Çok dogal olarak, can, Tanri için ayrilmis oldugunu anladiginda, söyle diyecektir: Bu durumda artik yeni bir yürüyüs biçimi olacaktir. Siz Tanri için ayrildiniz ve yalnizca O’nun sözü bir kutsal olan sizin yolunuzda rehber olabilir. Uygulamali yönünden bakildigi zaman, tüm kutsallasma sürecinin temeli bu ögütte gizlidir. Benim, Kutsal Yazilara olan inancim her seyden üstündür. Eger gayretle ve özenle Tanri’nin sözünü okumazsaniz, sözü hiçbir zaman caninizin içine alamazsiniz. Sözün yerini hiç bir sey tutamaz. Söz hakkinda diger kisilerin söyledikleri de sizin Sözü kendinizin incelemesi kadar yarar saglamaz. Hafta sonu bir toplantida isittikleriniz, eger siz hafta boyunca Sözü okumaya devam etmezseniz, Rabbin huzurunda gerçegi kendiniz isitmezseniz, toplantida isittikleriniz kaybolup gidecektir. “Tembel kisi isini bitirmez. Oysa çaliskan degerli bir servet kazanir.” (Süleyman’in Özdeyisleri 12:27) Bu ayetin ilk yarisi, pek çok genç imanlinin durumunu resmeder.
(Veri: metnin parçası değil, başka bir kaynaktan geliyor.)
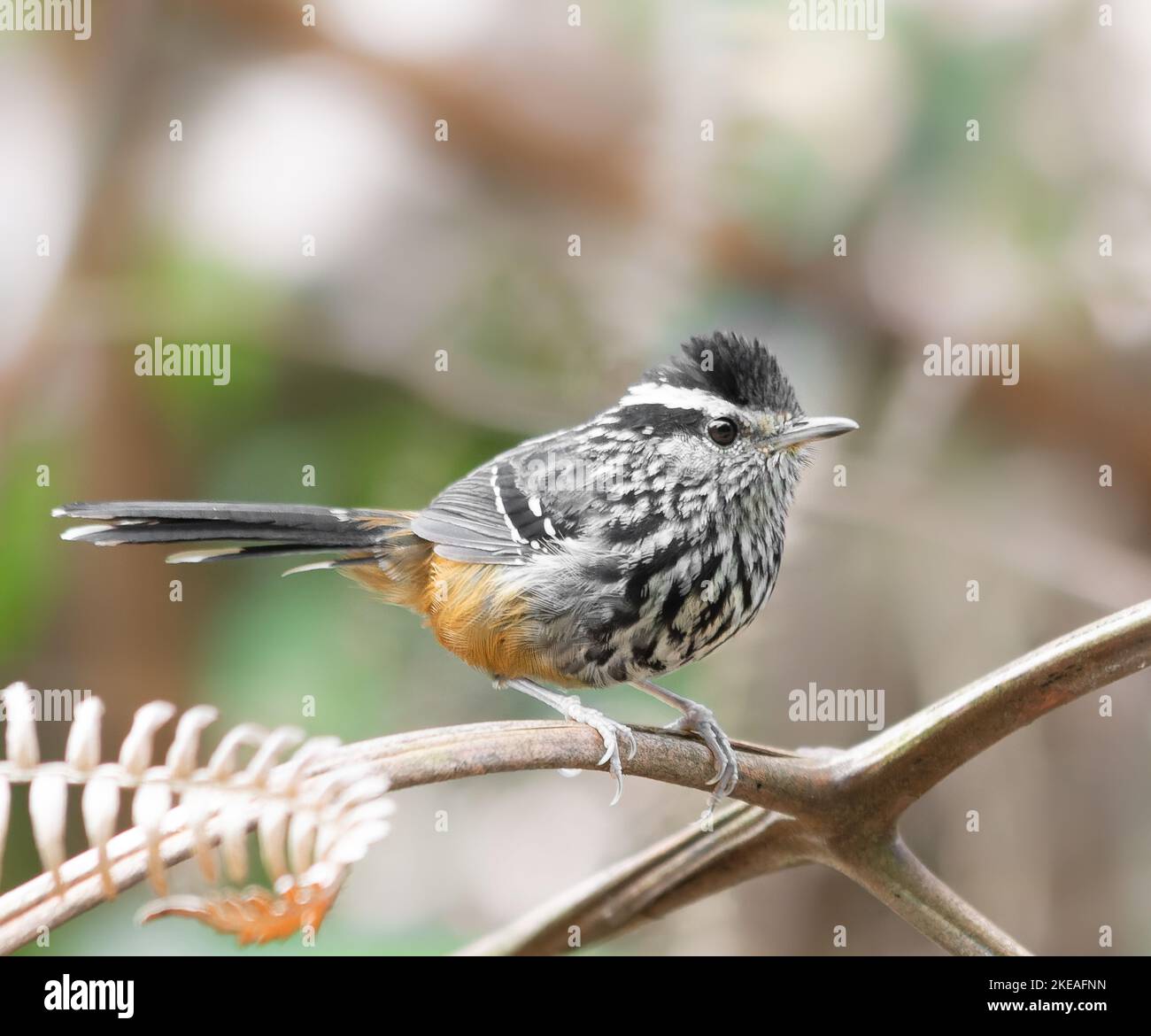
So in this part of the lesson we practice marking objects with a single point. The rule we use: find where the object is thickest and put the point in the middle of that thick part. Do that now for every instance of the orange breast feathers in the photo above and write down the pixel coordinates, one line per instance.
(476, 611)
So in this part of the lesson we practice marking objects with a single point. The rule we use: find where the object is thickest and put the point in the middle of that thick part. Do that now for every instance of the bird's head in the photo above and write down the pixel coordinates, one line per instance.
(724, 414)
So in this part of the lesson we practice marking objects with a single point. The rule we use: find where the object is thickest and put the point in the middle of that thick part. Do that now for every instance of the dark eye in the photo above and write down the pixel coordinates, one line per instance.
(723, 430)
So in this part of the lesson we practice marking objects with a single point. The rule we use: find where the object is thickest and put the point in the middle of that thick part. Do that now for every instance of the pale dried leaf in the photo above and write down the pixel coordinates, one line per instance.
(136, 752)
(272, 832)
(234, 841)
(83, 749)
(47, 804)
(4, 813)
(300, 839)
(150, 805)
(266, 755)
(225, 759)
(19, 733)
(185, 744)
(99, 807)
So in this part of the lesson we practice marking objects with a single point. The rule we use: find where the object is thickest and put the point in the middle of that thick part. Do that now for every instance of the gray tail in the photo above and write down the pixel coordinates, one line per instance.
(275, 529)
Bir toplantiya katilacak ve Sözü ögreten kisiyi dikkatle dinleyecek yeterlilikte enerjiye sahiptirler, ama kendi odalarinda Kutsal Yazilari açip tekrar okuyacak ve Tanri’nin gerçegini meditasyon ve dua araciligi ile canlarina alacak kadar enerjileri yoktur. Tavsani tutmuslardir, ama onun derisini yüzüp kizartamayacak kadar tembeldirler, çünkü tavsan onlar için yeterince “degerli” degildir. Eger büyümeniz için gerekli olan gerçek yiyecegi istiyorsaniz, Tanri’nin gerçegini O’nun huzurunda canlariniza almalisiniz. Genç imanlilar arasindaki ruhsal büyüme eksikliginin en büyük nedeni – ve belki olgun imanlilar arasinda da – kendi odalarinda Kutsal Yazilarin gerçekleri ile ilgili olarak Tanri ile yeterince paydaslikta bulunmamalaridir.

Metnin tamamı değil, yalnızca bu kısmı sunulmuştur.